There are scientific studies proving acne can lead to mental health problems and even suicide. A British study in 1999 reported, “Acne is not a trivial disease.” It leads to significant levels of social, psychological and emotional problems.
Do Parents Take It Seriously Enough?
I shared recently about my own troubles with teenage acne and adult acne. Even though I was lucky and during my teen years, my acne was mostly on my back with occasional cystic acne on my face, I still felt so depressed when I had a bad cystic pimple that I wouldn’t want to go to school or go out with my friends. I was generally a secure, happy teen with good friends… but the humiliation of an acne breakout was unbearable.
When I think back to the social hierarchy in high school, there’s an obvious pattern in acne severity. The most unpopular kids, not surprisingly, also had the worst acne.
I remember feeling so sad for the kids with chronic severe acne. I wondered if they went to doctors, if their parents paid attention to it and if the parents knew how their kids were being teased. I couldn’t imagine how those kids survived… I sure felt like I wouldn’t have been able to if my acne had been worse.
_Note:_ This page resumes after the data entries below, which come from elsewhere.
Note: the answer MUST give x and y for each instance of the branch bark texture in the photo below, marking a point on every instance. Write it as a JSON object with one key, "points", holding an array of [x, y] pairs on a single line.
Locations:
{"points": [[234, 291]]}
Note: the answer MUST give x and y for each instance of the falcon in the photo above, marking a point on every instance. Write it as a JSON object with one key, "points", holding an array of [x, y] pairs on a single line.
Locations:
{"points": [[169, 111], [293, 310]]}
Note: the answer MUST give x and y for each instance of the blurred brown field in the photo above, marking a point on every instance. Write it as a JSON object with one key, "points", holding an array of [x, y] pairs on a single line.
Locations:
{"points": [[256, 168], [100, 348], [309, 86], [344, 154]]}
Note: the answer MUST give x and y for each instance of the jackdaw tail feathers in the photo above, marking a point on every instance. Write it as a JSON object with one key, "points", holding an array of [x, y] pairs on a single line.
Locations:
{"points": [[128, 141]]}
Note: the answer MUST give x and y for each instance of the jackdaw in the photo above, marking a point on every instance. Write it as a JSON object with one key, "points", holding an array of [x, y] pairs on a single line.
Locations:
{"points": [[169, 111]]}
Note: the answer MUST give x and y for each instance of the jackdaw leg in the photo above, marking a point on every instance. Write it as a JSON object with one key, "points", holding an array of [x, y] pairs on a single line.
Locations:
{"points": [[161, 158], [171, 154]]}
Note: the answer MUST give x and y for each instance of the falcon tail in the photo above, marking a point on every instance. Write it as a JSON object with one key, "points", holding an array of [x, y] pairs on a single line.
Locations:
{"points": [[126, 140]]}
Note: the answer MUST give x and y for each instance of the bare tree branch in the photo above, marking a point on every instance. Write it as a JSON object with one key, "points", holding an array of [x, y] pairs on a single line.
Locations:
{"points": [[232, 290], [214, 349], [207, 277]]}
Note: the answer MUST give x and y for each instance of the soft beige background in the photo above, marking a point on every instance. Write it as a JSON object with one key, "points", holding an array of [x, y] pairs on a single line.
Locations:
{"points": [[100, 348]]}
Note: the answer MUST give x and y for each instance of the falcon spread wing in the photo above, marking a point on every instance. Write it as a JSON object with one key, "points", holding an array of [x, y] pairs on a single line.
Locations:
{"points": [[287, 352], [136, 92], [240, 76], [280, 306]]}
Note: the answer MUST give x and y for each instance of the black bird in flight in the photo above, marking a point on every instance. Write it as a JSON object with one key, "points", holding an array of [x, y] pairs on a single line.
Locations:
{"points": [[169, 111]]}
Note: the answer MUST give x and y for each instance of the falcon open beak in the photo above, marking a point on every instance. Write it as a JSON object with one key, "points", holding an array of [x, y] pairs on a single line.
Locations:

Sadly, my worries for them were valid. This Norwegian study shows…
Those with severe acne reported having suicidal thoughts more often than those with less acne. Three times as many boys and two times as many girls with severe acne reported suicidal thoughts compared to those with little or no acne, the investigators found.
What Can You Do As A Parent
I think there are some important ways parents can help…
- Talk to your kids as early possible about acne and how to take care of their skin. Once kids are teenagers, it can be hard to bring up sensitive subjects and they might be embarrassed and not want to talk about it. But I think it’s important to persevere and get them talking.
- Buy them a quality facial cleansing set of products and teach them about the importance of the 3 basic steps of skin care: Cleansing, Toning and Moisturizing.
- If their acne is severe, seek medical assistance from a qualified doctor.
- Watch for signs of depression such as low attachment to friends. If you suspect your child might be depressed, seek professional help immediately.
And for all parents – whether your teen has acne or not – please talk to your kids about acne and how devastating it can be for those struggling with it. Inspire your kids to help stop the cycle of bullying acne sufferers.
If your child has mild to moderate acne, getting them started on a skin care regime such as Proactiv will help them treat their acne and give you an opportunity to talk to them about sympathizing with schoolmates with acne. It can be a chance to have a powerful conversation about bullying and self-esteem.
What About You?
Did you have acne when you were a teenager? Was it mild, moderate or severe? How did it make you feel?
Do you have teenage children? Are they struggling with acne? How do you talk to them about it? How are you helping them treat their acne?
Disclosure: I am participating in a compensated ambassadorship program with Proactiv. This post reflects my personal experiences and opinions only and is not intended as medical advice.